If their grievances are not ad­dressed, some students warn­ed, they will boycott their classes.

“We will continue to rally until we find a good solution. We students will not allow any party to cheat the people’s will,” said Chhin Tam­kich, a university student.

One statement over the loudspeaker threatened violence if te­l­e­vision news, generally control­led or influenced by the CPP, did not cover their demonstration. The­ television stations have down­played the protests, which have drawn as many as 15,000.

“We hold a peaceful demon­stra­tion today, but we will not take responsibility for tomorrow’s accident, especially if the state-run television won’t broadcast our news,” a student said.

Earlier Wednesday, Funcinpec President Prince Norodom Rana­riddh vowed to continue the de­mon­strations as long as necessa­ry. He said that unless the CPP mov­ed to resolve the crisis, the political stalemate and instability would continue.
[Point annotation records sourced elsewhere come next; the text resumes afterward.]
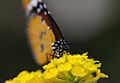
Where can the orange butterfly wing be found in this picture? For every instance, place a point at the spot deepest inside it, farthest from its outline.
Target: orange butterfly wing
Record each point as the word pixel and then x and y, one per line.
pixel 45 38
pixel 40 38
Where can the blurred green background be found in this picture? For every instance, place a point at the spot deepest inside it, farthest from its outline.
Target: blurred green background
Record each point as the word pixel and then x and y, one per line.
pixel 87 25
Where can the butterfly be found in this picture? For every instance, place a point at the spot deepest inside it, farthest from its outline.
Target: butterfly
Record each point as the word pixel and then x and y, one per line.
pixel 43 34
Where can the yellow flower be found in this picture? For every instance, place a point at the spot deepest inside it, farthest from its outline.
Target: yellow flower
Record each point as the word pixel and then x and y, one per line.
pixel 50 73
pixel 66 69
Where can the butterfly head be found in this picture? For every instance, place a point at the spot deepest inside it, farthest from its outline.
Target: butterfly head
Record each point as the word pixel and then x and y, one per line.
pixel 60 47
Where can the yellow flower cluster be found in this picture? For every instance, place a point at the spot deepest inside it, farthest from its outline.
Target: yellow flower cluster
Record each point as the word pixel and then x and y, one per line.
pixel 67 69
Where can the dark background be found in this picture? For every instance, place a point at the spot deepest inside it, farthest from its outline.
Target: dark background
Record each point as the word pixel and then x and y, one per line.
pixel 87 25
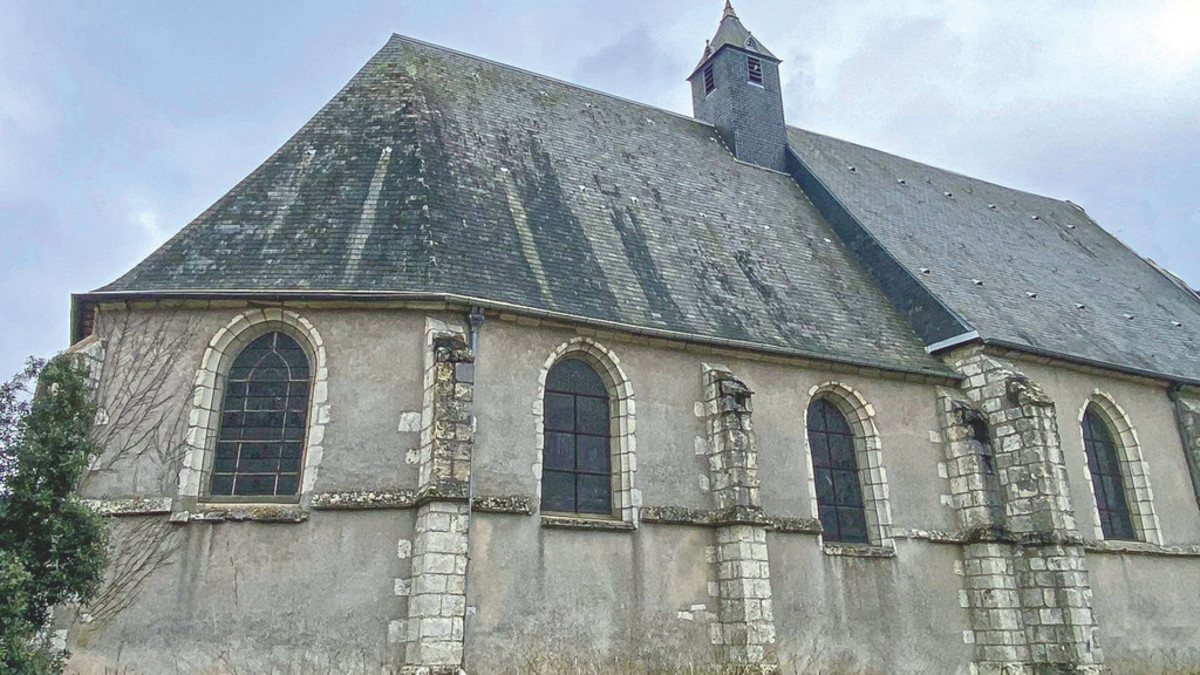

“If there is no solution, it will be a very difficult situation for Cam­bo­dia,” he told reporters at a news­ conference.

“We must respect the will of the people,” the prince added. “But­ if the people think we should put an end to the demonstration, we will. They will let us know and we will follow the will of the people.’’

Funcinpec and the Sam Rainsy Party have been the vanguard of the ongoing protest that has drawn thousands of people to a park dubbed “Democracy Square”­ in front of the National Assembly.

The protesters are demanding that opposition complaints of widespread vote fraud and irregularities in the July 26 election be ad­dressed. They also want Hun Sen to resign.

“Unless we obtain satisfaction….the sit-in will go on,” Prince Ranariddh said. “We will not stop, and when I say ‘we’, I mean clearly the people of Cambodia.”

The two parties, which won the remainder of parliamentary seats, have threatened to boycott parliament unless their complaints are resolved, a move that could lead to a constitutional crisis.

“They need us [so] they have to take our view into consideration,” the prince said.

A coalition is necessary be­cause, while the CPP has a majority in parliament, it lacks the two-thirds needed to form a government on its own.

Prince Ranariddh said attempts to get around that requirement by amending the Constitution or keep­ing the current government in place would be met with in­creased resistance.

The prince added that even if such moves were made, the government would be illegal and the opposition would push the international community not to recognize it.